Offering non-financial rewards can help retention – employees never believe that they are being paid enough, but remember that people are much more complicated than the number that goes into their pocket. Highlight the value of non-financial rewards such as learning opportunities, mentorship, autonomy, and a supportive work environment in fostering employee engagement and retention.

What types of collateral do you have to support performance reviews?

Quarterly Connect documentation – regular documentation of performance discussions and goals achieved during Quarterly Connect meetings. This includes highlighting accomplishments, areas for improvement, and action plans for future growth. The document is owned by the employee.

Performance Improvement Plan (PIP) – when an employee’s performance is below expectations, a PIP outlines specific goals and timelines for improvement. It serves as a formal agreement between the employee and the manager, documenting the steps required for performance enhancement. Name the specific things that you need someone to do. If they are not a good performer, they will not meet these expectations, and this will become important legal documentation.

Legal documentation – depending on local employment laws, ensure that all performance-related discussions and actions are documented appropriately to mitigate legal risks associated with performance management and termination. In Canada and the UK in particular, it can be very difficult to fire people. 

Potential model evaluation – implement a potential model to assess employees’ future growth and development prospects. This involves identifying employees’ potential and providing support to nurture their skills and capabilities. How do you identify and nurture potential? – you can have good performance, and have no more potential – you could be doing really crappy work and still have potential. 

Feedback and Evaluation Tools – implement feedback mechanisms, such as 360-degree feedback surveys, to gather insights from peers, subordinates, and other stakeholders, contributing to a comprehensive performance evaluation process.

How do managers need to be set up to properly handle performance reviews?

Offer training and development – provide comprehensive training for managers to equip them with the necessary skills for effective performance management, including giving feedback, delegation, time management, team development, and strategic decision-making.

Encourage managers to own development and performance management processes –  empowering them to drive continuous improvement and growth within their teams. Foster a culture of trust within the organization by ensuring transparency, open communication, and clarity around goals and expectations.

Overall

What are the most important things to get right?

Build Trust and Clarity – establish trust within the organization and ensure clarity around common goals and objectives to align efforts and drive performance effectively. Without trust and clarity, performance enablement can do very little. 

Establish a consistent feedback cadence – establish a consistent and meaningful feedback cadence that suits the organization’s needs and industry dynamics to facilitate continuous improvement and development. Remember that company size, revenue, and culture all impact what the correct cadence can look like. 

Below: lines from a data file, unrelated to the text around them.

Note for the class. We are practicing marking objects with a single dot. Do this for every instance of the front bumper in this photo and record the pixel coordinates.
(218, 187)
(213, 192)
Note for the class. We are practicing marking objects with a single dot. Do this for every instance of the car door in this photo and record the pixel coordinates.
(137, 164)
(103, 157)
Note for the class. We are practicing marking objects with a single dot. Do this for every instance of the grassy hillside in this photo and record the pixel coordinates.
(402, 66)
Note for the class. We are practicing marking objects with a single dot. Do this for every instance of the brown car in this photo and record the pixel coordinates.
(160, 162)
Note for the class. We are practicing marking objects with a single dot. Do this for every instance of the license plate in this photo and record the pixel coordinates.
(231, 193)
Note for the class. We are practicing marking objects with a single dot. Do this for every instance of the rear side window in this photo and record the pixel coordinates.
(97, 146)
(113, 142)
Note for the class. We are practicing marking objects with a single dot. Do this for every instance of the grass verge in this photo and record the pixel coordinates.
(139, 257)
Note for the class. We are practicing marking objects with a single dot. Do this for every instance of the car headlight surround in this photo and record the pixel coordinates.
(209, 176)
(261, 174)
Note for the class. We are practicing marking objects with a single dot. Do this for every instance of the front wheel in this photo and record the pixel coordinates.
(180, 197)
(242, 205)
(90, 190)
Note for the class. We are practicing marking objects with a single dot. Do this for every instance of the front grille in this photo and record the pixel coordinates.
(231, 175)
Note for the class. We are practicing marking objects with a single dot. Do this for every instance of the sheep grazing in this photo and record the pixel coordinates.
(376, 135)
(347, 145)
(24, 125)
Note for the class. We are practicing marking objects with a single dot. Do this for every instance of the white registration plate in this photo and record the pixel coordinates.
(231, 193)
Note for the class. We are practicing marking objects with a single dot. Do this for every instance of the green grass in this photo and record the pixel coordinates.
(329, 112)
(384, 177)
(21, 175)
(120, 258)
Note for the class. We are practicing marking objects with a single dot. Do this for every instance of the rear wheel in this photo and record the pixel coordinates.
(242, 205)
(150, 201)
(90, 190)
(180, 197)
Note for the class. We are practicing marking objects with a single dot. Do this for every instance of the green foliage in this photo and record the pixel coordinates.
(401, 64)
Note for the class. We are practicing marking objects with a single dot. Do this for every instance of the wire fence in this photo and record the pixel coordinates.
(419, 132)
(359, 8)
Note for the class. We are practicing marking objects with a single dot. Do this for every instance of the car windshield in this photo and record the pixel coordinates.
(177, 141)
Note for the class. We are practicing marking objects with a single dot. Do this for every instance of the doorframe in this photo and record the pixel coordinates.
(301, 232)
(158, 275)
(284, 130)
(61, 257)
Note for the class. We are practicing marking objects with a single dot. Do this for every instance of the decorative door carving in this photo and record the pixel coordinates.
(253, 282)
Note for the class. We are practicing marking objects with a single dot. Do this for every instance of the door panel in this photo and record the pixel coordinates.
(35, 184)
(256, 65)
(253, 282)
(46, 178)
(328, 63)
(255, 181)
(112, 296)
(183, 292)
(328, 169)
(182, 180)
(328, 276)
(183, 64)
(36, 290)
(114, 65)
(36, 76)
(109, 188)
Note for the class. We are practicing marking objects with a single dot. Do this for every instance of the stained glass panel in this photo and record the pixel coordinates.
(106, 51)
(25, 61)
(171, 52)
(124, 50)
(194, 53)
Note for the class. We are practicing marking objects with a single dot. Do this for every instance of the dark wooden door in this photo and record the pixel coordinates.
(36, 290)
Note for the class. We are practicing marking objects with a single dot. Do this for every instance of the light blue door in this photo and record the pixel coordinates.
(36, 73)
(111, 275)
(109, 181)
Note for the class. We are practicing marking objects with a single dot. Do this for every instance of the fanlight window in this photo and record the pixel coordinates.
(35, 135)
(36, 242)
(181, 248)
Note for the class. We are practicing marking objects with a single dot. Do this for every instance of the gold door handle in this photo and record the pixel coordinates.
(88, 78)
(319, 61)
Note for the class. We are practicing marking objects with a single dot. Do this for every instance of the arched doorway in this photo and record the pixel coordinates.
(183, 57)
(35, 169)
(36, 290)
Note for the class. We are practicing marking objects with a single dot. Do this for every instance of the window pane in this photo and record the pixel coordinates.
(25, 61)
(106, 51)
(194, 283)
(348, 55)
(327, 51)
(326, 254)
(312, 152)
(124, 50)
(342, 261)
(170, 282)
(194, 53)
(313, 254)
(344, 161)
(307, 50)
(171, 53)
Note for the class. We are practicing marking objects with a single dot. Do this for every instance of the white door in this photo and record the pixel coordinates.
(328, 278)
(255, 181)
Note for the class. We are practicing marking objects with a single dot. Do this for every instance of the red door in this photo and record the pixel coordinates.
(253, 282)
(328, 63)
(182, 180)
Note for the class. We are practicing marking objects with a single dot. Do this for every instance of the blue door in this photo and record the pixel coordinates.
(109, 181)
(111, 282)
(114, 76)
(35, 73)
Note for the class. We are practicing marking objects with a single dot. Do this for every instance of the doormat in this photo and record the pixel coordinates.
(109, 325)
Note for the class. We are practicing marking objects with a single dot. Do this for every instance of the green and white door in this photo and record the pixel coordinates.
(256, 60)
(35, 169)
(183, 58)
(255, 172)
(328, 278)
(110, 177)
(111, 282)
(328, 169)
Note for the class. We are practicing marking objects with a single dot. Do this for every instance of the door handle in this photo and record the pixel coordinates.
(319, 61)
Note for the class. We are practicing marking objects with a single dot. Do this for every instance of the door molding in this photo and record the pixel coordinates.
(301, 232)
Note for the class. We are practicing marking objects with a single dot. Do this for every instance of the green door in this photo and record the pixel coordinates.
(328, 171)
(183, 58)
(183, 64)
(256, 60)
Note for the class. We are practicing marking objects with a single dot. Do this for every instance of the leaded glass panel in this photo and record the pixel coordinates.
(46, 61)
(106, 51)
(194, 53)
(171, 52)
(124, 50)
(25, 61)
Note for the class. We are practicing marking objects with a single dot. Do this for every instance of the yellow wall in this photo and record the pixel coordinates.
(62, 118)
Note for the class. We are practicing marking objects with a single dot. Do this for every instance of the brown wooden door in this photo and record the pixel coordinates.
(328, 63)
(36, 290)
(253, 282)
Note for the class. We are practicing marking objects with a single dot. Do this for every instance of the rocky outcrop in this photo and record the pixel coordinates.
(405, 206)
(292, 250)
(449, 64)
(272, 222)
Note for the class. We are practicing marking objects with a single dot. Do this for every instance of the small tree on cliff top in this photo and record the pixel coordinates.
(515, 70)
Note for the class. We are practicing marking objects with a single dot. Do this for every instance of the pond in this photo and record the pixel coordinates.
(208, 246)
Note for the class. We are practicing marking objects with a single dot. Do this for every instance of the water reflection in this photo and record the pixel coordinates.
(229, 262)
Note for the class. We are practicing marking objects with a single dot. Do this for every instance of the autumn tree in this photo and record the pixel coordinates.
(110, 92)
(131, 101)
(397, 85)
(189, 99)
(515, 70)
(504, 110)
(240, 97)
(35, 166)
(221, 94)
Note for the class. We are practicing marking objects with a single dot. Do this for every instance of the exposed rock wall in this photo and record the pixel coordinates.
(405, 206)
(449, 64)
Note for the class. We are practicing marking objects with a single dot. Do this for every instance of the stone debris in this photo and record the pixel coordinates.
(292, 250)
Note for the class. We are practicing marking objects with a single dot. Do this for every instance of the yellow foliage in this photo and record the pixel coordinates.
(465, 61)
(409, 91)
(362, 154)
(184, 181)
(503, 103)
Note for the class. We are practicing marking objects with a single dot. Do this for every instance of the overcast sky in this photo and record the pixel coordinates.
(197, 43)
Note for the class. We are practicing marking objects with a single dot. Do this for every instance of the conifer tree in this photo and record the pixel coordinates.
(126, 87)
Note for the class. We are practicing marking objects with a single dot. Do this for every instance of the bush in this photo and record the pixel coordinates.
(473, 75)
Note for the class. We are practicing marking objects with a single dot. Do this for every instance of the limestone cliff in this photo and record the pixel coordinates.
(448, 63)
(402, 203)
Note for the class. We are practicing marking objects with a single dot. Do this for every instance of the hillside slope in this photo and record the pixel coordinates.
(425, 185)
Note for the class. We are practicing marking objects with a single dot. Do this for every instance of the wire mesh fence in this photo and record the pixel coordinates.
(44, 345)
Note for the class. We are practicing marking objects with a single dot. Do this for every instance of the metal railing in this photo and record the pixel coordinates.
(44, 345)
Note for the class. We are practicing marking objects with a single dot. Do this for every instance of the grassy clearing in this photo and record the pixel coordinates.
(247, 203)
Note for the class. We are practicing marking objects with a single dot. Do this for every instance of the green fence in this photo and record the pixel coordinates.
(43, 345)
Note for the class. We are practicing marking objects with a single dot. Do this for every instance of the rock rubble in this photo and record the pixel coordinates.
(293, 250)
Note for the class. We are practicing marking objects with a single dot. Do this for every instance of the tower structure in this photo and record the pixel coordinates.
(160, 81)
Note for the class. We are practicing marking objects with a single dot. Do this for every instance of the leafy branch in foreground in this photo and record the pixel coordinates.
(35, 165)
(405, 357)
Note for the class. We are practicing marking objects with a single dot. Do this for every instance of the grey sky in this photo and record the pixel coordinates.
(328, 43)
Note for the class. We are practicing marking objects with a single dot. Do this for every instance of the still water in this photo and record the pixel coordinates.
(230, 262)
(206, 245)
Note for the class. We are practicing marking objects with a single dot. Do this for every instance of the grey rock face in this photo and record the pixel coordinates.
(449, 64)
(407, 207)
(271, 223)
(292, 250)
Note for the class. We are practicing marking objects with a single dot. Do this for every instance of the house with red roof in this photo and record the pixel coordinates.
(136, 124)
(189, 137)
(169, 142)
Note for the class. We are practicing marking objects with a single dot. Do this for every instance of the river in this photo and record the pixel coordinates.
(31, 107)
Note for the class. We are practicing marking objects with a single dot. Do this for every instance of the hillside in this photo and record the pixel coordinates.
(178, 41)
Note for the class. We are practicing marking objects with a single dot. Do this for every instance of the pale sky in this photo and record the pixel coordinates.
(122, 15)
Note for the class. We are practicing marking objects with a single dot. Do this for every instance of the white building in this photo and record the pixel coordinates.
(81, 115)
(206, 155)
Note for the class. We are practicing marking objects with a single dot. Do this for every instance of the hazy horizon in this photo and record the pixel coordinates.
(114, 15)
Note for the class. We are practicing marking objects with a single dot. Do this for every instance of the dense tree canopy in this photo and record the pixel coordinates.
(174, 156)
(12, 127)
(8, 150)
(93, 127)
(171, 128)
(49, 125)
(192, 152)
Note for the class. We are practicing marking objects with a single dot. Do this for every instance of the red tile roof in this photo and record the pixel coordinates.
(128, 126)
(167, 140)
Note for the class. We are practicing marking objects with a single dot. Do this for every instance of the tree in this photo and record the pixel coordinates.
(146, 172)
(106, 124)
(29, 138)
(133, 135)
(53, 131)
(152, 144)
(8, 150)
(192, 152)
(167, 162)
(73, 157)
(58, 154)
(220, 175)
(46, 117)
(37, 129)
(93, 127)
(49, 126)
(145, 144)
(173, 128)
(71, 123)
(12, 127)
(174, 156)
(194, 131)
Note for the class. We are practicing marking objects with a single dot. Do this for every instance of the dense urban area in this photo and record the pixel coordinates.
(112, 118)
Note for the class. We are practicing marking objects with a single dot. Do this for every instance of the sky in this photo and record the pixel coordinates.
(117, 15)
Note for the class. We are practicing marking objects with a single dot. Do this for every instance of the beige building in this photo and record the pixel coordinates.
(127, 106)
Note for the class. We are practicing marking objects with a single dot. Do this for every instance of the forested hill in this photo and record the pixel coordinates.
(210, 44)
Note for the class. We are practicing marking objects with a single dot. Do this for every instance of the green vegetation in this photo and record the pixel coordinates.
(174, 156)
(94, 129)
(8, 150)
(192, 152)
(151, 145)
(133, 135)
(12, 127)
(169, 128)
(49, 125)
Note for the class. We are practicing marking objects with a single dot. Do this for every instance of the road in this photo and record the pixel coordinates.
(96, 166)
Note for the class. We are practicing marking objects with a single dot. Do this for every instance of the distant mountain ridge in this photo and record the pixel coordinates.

Integrate the right technology into your process – implement appropriate technology solutions tailored to the organization’s size and needs to streamline performance management processes and enhance efficiency. 

Emphasize individual accountability – encourage employees to take ownership of their career development and performance within the established framework. The responsibility of reviewing performance cannot be left to only the manager.

What are common pitfalls?

Lack of Consistency – inconsistency in practicing what is preached, leading to a disconnect between managerial expectations and actions.

Lack of Transparency – failure to maintain transparency in communication and decision-making processes, resulting in confusion and mistrust among employees.

Poor Communication – ineffective communication practices, including ambiguity, inconsistency, or lack of clarity, which can hinder employee engagement and performance.